783 F.2d 33 | 2d Cir. | 1986

MINER, Circuit Judge:

The issues presented by this appeal are whether an agent of the United States Postal Service (“USPS”) may assert the liability limitation of the United States Postal Union Convention, January 1, 1976, 27 U.S.T. 345, T.I.A.S. No. 5231 (“Lausanne Convention”), and whether federal or New York common law applies to a mail sender’s claim of conversion against a carrier of international mail performing services for the USPS. We hold that an agent of the USPS is entitled to assert such a limitation and, regardless what law is applied, the conversion claim must be dismissed, since appellants have failed to present any evidence of willful or intentional conduct on the part of the mail carrier. We therefore affirm the district court’s decision.

I. BACKGROUND

Appellants, collectively referred to as “Lerakoli,” are the owners of eleven packages, alleged to have contained diamonds, delivered to the USPS in New York City for shipment to Belgium via registered mail in 1980. Upon receipt of the packages, the USPS placed them in three separate mail sacks and delivered the sacks to its mail carrier, appellee Pan American World Airways, Inc. (“Pan Am”), for shipment to Belgium postal authorities.1 Two of these sacks never were delivered in Belgium and never were recovered. The third sack was delivered in Germany, where postal authorities discovered, upon breaking the seal, that Lerakoli’s packages were missing from the sack.

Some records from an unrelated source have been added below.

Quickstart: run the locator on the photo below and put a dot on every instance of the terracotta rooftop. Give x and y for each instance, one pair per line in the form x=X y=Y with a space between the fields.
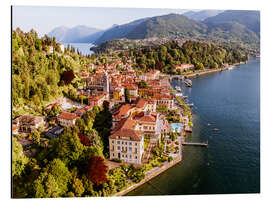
x=68 y=116
x=126 y=129
x=141 y=103
x=123 y=110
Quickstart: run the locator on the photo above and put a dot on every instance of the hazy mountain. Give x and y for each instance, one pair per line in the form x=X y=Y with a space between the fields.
x=75 y=34
x=167 y=26
x=119 y=31
x=202 y=15
x=91 y=38
x=241 y=27
x=59 y=33
x=250 y=19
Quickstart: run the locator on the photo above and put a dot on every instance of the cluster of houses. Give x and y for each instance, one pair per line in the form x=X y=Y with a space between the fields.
x=131 y=122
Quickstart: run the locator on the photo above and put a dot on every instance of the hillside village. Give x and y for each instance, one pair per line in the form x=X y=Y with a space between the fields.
x=139 y=106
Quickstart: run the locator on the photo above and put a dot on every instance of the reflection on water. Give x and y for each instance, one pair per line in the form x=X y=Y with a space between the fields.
x=228 y=101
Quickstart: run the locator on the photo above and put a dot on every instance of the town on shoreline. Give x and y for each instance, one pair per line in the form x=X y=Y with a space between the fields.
x=130 y=124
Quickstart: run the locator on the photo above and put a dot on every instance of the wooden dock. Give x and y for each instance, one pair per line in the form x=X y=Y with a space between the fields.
x=195 y=144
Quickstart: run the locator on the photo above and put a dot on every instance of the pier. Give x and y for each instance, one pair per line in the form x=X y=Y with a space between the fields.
x=195 y=144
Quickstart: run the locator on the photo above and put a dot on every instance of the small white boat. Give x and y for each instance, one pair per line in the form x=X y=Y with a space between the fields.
x=178 y=88
x=188 y=83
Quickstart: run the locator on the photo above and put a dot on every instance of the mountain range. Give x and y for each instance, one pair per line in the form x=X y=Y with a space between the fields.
x=76 y=34
x=202 y=15
x=231 y=26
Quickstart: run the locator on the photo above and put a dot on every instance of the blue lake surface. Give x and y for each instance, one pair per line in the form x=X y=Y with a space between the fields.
x=229 y=101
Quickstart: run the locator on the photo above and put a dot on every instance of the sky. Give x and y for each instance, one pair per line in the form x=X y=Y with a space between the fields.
x=45 y=18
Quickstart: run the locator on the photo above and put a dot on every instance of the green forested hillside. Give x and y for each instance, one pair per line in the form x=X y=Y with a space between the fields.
x=37 y=73
x=240 y=27
x=250 y=19
x=165 y=57
x=167 y=26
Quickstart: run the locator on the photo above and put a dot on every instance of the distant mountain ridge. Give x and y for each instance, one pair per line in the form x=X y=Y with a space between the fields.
x=76 y=34
x=202 y=15
x=250 y=19
x=241 y=27
x=232 y=26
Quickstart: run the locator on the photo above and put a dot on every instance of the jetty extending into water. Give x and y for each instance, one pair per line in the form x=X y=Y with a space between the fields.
x=195 y=144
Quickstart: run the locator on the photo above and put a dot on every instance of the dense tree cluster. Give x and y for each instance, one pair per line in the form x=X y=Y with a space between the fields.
x=165 y=57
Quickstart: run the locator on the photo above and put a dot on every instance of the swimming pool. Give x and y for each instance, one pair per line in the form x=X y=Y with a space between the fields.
x=176 y=127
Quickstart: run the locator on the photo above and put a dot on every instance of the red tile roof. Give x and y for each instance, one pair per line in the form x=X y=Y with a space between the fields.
x=141 y=103
x=123 y=110
x=126 y=129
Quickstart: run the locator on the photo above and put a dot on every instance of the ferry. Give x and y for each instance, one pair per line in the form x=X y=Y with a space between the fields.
x=188 y=82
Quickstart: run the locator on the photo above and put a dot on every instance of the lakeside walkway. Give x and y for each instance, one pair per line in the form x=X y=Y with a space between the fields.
x=149 y=175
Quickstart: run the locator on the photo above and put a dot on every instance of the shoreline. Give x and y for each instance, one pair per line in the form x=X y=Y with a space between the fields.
x=156 y=172
x=191 y=75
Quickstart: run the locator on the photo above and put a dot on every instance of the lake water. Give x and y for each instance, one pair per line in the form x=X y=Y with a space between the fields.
x=83 y=47
x=230 y=101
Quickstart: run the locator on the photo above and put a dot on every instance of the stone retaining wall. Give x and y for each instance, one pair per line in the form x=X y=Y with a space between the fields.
x=150 y=176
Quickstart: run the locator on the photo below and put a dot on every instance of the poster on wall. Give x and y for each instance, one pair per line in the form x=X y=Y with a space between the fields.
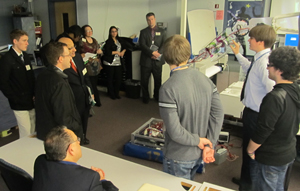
x=244 y=10
x=237 y=11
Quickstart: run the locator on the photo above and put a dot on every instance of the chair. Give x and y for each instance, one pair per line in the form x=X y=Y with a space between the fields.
x=15 y=178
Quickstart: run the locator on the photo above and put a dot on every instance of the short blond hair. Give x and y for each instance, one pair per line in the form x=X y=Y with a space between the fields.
x=264 y=33
x=176 y=50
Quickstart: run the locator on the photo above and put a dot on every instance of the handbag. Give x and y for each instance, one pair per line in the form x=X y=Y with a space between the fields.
x=94 y=66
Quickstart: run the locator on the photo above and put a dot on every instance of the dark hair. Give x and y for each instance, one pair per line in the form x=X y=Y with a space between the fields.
x=74 y=29
x=109 y=35
x=83 y=29
x=16 y=34
x=287 y=60
x=264 y=33
x=176 y=50
x=150 y=14
x=56 y=143
x=53 y=51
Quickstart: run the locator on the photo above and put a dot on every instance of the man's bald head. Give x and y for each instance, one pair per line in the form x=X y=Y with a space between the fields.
x=70 y=45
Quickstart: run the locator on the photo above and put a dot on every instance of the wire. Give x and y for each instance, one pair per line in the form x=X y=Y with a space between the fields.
x=230 y=157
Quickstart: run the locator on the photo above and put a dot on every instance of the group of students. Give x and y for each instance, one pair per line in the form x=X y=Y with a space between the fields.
x=188 y=101
x=192 y=113
x=18 y=82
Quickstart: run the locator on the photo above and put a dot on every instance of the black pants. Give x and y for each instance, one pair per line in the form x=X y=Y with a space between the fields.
x=249 y=126
x=114 y=80
x=145 y=75
x=94 y=82
x=84 y=115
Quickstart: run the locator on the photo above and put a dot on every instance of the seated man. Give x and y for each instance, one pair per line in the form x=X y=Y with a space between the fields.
x=57 y=169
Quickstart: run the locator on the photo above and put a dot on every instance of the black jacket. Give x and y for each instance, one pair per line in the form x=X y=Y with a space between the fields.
x=79 y=82
x=17 y=80
x=53 y=175
x=278 y=124
x=109 y=47
x=145 y=41
x=55 y=103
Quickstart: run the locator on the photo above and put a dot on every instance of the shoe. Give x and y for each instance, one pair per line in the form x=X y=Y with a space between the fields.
x=145 y=100
x=236 y=181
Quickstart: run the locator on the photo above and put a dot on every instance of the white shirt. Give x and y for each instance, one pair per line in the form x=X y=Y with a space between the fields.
x=258 y=83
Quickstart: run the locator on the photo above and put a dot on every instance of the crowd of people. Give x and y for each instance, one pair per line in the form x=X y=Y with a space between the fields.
x=57 y=104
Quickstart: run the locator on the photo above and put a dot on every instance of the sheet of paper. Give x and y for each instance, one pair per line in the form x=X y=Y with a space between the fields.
x=219 y=15
x=151 y=187
x=88 y=55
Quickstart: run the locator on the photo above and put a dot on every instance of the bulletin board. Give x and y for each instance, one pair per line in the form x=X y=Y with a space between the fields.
x=243 y=9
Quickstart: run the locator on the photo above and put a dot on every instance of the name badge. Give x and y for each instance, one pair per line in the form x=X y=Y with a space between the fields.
x=84 y=71
x=27 y=67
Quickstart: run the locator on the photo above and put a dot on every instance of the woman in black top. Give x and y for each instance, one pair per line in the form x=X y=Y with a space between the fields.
x=112 y=60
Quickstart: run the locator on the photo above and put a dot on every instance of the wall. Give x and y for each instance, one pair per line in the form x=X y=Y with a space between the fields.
x=167 y=11
x=82 y=12
x=6 y=19
x=128 y=15
x=41 y=13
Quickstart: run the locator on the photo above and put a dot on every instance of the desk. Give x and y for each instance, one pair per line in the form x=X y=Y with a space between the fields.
x=126 y=175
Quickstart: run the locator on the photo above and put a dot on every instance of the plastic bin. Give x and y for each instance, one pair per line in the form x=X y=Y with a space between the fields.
x=133 y=89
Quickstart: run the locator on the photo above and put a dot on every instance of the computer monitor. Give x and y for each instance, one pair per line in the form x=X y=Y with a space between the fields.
x=291 y=40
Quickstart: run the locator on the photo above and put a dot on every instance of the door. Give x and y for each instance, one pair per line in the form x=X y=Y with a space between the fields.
x=62 y=15
x=65 y=15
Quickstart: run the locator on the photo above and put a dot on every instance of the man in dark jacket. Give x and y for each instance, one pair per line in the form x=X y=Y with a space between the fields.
x=55 y=102
x=273 y=144
x=17 y=82
x=151 y=43
x=79 y=82
x=58 y=168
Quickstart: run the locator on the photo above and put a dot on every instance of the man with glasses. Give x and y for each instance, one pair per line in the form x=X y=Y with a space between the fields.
x=151 y=42
x=55 y=102
x=58 y=168
x=273 y=144
x=256 y=86
x=79 y=82
x=17 y=82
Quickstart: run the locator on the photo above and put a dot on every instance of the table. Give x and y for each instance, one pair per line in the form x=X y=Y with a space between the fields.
x=126 y=175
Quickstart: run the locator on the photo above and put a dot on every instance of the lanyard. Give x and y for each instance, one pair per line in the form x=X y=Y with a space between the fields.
x=261 y=56
x=187 y=65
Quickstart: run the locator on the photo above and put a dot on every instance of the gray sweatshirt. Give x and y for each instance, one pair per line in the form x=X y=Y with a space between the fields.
x=190 y=108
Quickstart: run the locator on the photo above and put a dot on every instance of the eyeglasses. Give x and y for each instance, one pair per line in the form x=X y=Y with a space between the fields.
x=78 y=139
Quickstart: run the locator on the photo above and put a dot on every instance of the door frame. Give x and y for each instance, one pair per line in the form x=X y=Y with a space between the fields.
x=52 y=22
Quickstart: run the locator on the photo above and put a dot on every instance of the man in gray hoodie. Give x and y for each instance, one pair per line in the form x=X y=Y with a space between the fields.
x=273 y=144
x=190 y=107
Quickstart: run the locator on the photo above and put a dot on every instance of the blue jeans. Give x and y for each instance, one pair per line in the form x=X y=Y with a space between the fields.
x=184 y=169
x=269 y=178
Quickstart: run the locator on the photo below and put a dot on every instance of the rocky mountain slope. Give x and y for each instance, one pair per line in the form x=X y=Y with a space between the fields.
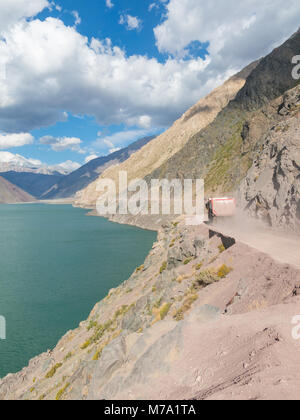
x=10 y=194
x=223 y=152
x=271 y=189
x=79 y=179
x=160 y=150
x=33 y=183
x=205 y=317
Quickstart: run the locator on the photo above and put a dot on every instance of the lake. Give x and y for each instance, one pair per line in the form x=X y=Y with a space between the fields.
x=55 y=265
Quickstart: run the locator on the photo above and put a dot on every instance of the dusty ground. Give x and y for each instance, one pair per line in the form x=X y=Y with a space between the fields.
x=283 y=247
x=181 y=327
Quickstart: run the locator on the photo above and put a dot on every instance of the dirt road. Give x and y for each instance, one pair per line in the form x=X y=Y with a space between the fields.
x=282 y=247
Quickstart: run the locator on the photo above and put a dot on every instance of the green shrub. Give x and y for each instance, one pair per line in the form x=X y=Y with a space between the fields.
x=163 y=267
x=165 y=310
x=61 y=392
x=199 y=266
x=221 y=248
x=92 y=325
x=187 y=304
x=53 y=370
x=206 y=277
x=187 y=261
x=86 y=344
x=68 y=356
x=223 y=271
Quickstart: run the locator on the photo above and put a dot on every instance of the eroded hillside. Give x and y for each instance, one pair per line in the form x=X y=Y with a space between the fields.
x=10 y=194
x=205 y=317
x=162 y=148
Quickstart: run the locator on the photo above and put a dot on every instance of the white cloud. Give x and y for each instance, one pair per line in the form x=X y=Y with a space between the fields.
x=91 y=157
x=109 y=4
x=11 y=11
x=65 y=167
x=76 y=17
x=59 y=144
x=131 y=22
x=10 y=161
x=8 y=141
x=121 y=139
x=40 y=85
x=237 y=32
x=18 y=160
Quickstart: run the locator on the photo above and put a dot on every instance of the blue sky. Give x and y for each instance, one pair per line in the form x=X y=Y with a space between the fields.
x=80 y=79
x=101 y=22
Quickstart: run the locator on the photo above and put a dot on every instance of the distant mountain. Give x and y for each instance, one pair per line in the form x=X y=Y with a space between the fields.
x=81 y=178
x=157 y=153
x=17 y=163
x=10 y=194
x=34 y=184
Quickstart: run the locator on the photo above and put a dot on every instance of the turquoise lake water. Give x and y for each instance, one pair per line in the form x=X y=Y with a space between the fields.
x=55 y=265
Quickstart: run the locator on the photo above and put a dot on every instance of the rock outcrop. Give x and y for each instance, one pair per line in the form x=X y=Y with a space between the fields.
x=271 y=189
x=162 y=148
x=10 y=193
x=205 y=317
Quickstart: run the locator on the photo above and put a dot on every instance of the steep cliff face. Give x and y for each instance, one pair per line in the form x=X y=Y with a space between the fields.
x=162 y=148
x=271 y=189
x=205 y=317
x=218 y=152
x=10 y=194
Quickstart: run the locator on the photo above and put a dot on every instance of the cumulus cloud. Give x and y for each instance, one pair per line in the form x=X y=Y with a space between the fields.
x=43 y=79
x=11 y=161
x=109 y=4
x=18 y=160
x=8 y=141
x=120 y=139
x=89 y=158
x=65 y=167
x=237 y=32
x=59 y=144
x=76 y=17
x=12 y=11
x=130 y=22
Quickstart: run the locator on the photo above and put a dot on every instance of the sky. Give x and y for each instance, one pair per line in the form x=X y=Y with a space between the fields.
x=80 y=79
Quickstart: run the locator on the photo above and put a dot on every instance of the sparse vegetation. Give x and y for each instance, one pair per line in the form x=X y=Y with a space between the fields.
x=165 y=310
x=163 y=267
x=206 y=277
x=199 y=266
x=68 y=356
x=187 y=304
x=223 y=271
x=139 y=269
x=61 y=392
x=53 y=370
x=86 y=344
x=221 y=248
x=91 y=325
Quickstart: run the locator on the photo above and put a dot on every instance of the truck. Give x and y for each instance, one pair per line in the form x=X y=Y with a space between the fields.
x=220 y=208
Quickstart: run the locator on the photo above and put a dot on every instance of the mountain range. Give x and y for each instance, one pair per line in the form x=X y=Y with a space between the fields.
x=207 y=316
x=11 y=194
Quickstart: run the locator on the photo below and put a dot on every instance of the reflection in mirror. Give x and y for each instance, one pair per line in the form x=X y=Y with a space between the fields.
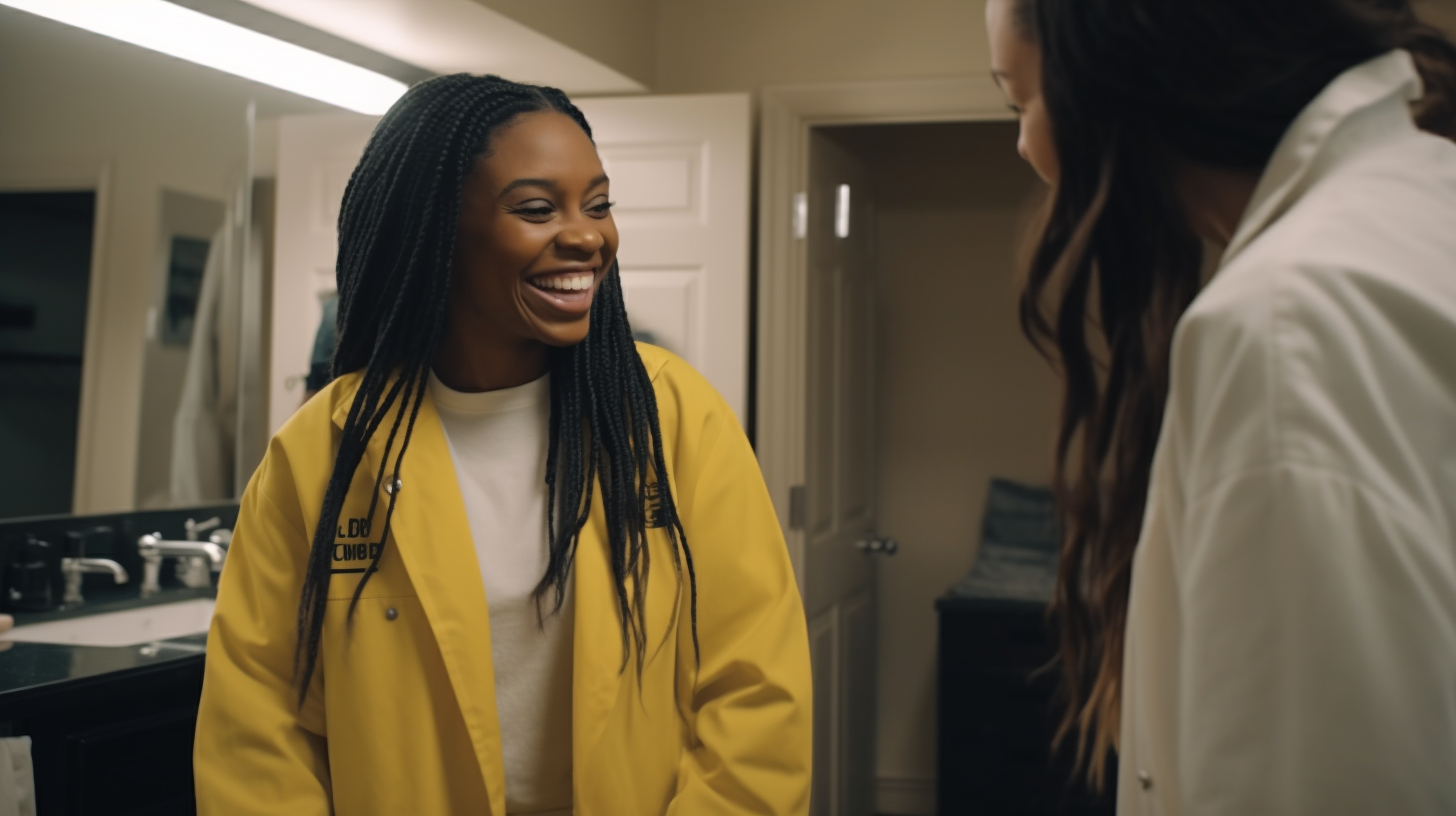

Lerakoli commenced this action against the USPS and Pan Am, alleging liability for the loss on the part of the USPS under the Lausanne Convention, an international agreement which establishes a regulatory scheme for the transport of international mail, and on the part of. Pan Am under common law principles of bailment, negligence and conversion.2 On January 26, 1983, at the conclusion of a hearing on motions by the USPS and Pan Am for summary judgment, the district court dismissed the claims against the USPS on the ground that it had tendered to Lerakoli its limit of liability under Article 44 of the Lausanne Convention.3 Article 44 limits the liability of “postal administrations” for the loss of registered mail to “40 francs [$15.76] per item.”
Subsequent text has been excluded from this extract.